Lese-Sternstunden

Wie wird ein Mensch zu einer oder einem begeisterten und guten Leser*in? Diese Frage stellen sich täglich viele Lehrkräfte. Das Entscheidende dabei ist in meinen Augen die Lesemotivation. Ein Kind, das verstanden hat, dass ihm die Welt mit allen ihren Informationen offensteht, wenn es lesen kann, liest aus Begeisterung viel. Vielleicht liest es zu Anfang langsam oder kann nicht alle Wörter lesen, aber es WILL lesen.

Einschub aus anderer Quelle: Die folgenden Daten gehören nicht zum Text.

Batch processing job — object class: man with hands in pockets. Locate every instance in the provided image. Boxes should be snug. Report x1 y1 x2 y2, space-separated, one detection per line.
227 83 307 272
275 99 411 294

Dazu möchte ich eine kleine Begebenheit erzählen: In unsere Schule kommt eine pensionierte Dame, Frau Böhmer, mehrmals pro Woche als Lesetrainerin. Sie selbst hat den Begriff geprägt – sie sagt, Kinder assoziieren das mit ihren Sportrainerinnen und -trainern, denen sie vertrauen, wenn sie sich verbessern wollen. Wenn Frau Böhmer kommt, dürfen einzelne Kinder mit ihr in die Schulbücherei gehen und lesen. Vor einiger Zeit gab es ein neues Kind in der Klasse, das bereits ein 1. Schuljahr an einer anderen Schule hinter sich hatte, aber nicht lesen gelernt hatte: Mohammed. Mohammed sprach sehr wenig Deutsch und war bisher ohne Leseerfahrungen aufgewachsen. Frau Böhmer redete zunächst viel mit ihm und fand heraus, dass sich Mohammed für Länder und Geografie interessierte. In der nächsten Woche verließen sie das Klassenzimmer mit einem Globus. Gelesen wurde bis dahin wenig – Mohammed konnte noch nicht lesen. Nach und nach nahm Frau Böhmer das eine oder andere Buch zur Hand und las Mohammed Antworten auf seine Fragen vor. Immer häufiger interessierte auch er sich für die Bücher. Frau Böhmer ließ ihn erst einzelne Buchstaben, dann kleine Wörter und später mehr lesen. Irgendwann konnte Mohammed lesen, langsam zwar, aber er war Feuer und Flamme. Er las immer, wenn sich die Möglichkeit bot und wurde so im Laufe seiner Grundschulzeit zu einem kompetenten Leser, der das Gelesene auch stets reflektierte. Ich als seine Lehrerin förderte das, wann immer es ging. Ich lasse Arbeitsblätter und vorgegebene Texte oft beiseite und lasse Kinder still in Büchern lesen, die sie sich ausgesucht haben. Die Bücher hängen in einem Beutel an ihrem Schultisch, so dass sie mehrmals am Tag zur Hand genommen werden können. Natürlich gibt es nicht immer eine Frau Böhmer, aber auch ich kann Leseinteresse durch Begleitung entfachen. Für mich ist klar: Die beste Leseförderung ist die Begeisterung. Sie bewirkt, dass ein Kind viel liest und sich stetig verbessert. Und Umgang mit Texten, Anschlusskommunikation ist genauso mit allgemeingültigen Aufgaben zu eigenen Büchern möglich wie in stupiden Leseübungsheften. Nur sind sie viel interessanter!